Similarly, economic interconnectedness carries asymmetric potential perils, as shown in the table below, which uses the latest NIIP figures from the IMF's database (click to enlarge). For a small economy like Greece, a trifling sum such as $100 billion (a mere seventh of a TARP) represents around a third of national GDP, whereas the same sum is only about 3% of Germany's - chump change, almost. So it would be very easy for rich countries to forgive quite a lot of the debts of poor ones, and very beneficial for the recipients, especially those who have liabilities far exceeding their assets.


It would also be interesting to know to what degree, and in what ways, countries like Germany have benefited from tying peripheral European nations into the Eurozone. Perhaps it would be incautious of them to overplay, or over-rely on, the Protestant work ethic story in accounting for their dominance.

But the international web of finance has a further danger, for large and small economies alike.
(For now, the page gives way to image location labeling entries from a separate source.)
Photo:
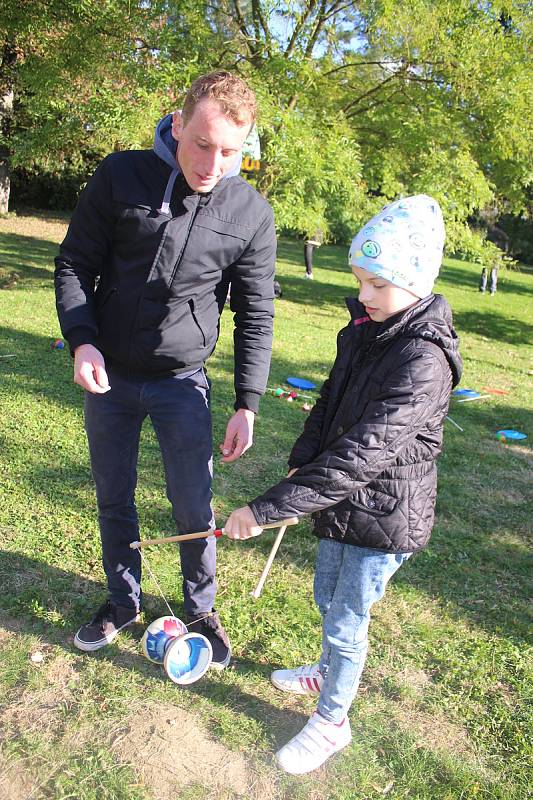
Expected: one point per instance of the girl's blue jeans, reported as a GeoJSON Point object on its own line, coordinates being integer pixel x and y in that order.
{"type": "Point", "coordinates": [348, 581]}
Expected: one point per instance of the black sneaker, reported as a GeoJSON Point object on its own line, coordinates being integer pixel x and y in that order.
{"type": "Point", "coordinates": [102, 629]}
{"type": "Point", "coordinates": [209, 625]}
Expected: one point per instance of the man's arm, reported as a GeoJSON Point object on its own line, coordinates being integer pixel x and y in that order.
{"type": "Point", "coordinates": [252, 301]}
{"type": "Point", "coordinates": [81, 260]}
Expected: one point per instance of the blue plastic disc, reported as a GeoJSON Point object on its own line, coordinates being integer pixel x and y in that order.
{"type": "Point", "coordinates": [301, 383]}
{"type": "Point", "coordinates": [465, 393]}
{"type": "Point", "coordinates": [510, 434]}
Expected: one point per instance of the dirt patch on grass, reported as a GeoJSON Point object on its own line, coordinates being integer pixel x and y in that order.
{"type": "Point", "coordinates": [169, 750]}
{"type": "Point", "coordinates": [16, 783]}
{"type": "Point", "coordinates": [435, 732]}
Those who are balancing mice, such as Russia (or even China, come to that) would not suffer a massive alteration to their NIIP/GDP ratio if asset or liability valuations changed by a few per cent; whereas a 10% valuation change for the UK means a boost or hit of two-thirds of GDP. Compare that with Austria, which has about the same negative NIIP in GDP terms, but which is balancing smaller figures.

One invests to get a return, and unless it's an in-and-out speculation the return is in the form of interest, dividends or rent. If your assets suddenly shrink - say because of relative movements in currencies - your income stream is pinched; if your liabilities swell, your outgoings become more burdensome. Clearly, Britain is exceptionally vulnerable to exchange rate fluctuations; but to a lesser extent, so are other countries such as Germany.

With share speculation, the growing volatility in the system can be insanely profitable for the gamblers - whose activities, far from being part of the steadying mechanism, may instead become a feedback loop that ends up smashing the engine. Andrew Haldane's July 2011 presentation to the Bank of England ("The race to zero") warned that as program trading in equities develops it will, mathematically, lead to more and worse "flash crashes".

But the bond market is much bigger, and the derivatives market is maybe 20 times world GDP. Never mind elephants, this is more like balancing two pods of blue whales. There's no room for error and there must be a political will to de-escalate. Sadly, I don't see it happening, yet. And it won't, so long as we think that the banks must be saved at all costs, together with their trading rooms.

INVESTMENT DISCLOSURE: None. Still in cash (and index-linked National Savings Certificates), and missing all those day-trading opportunities.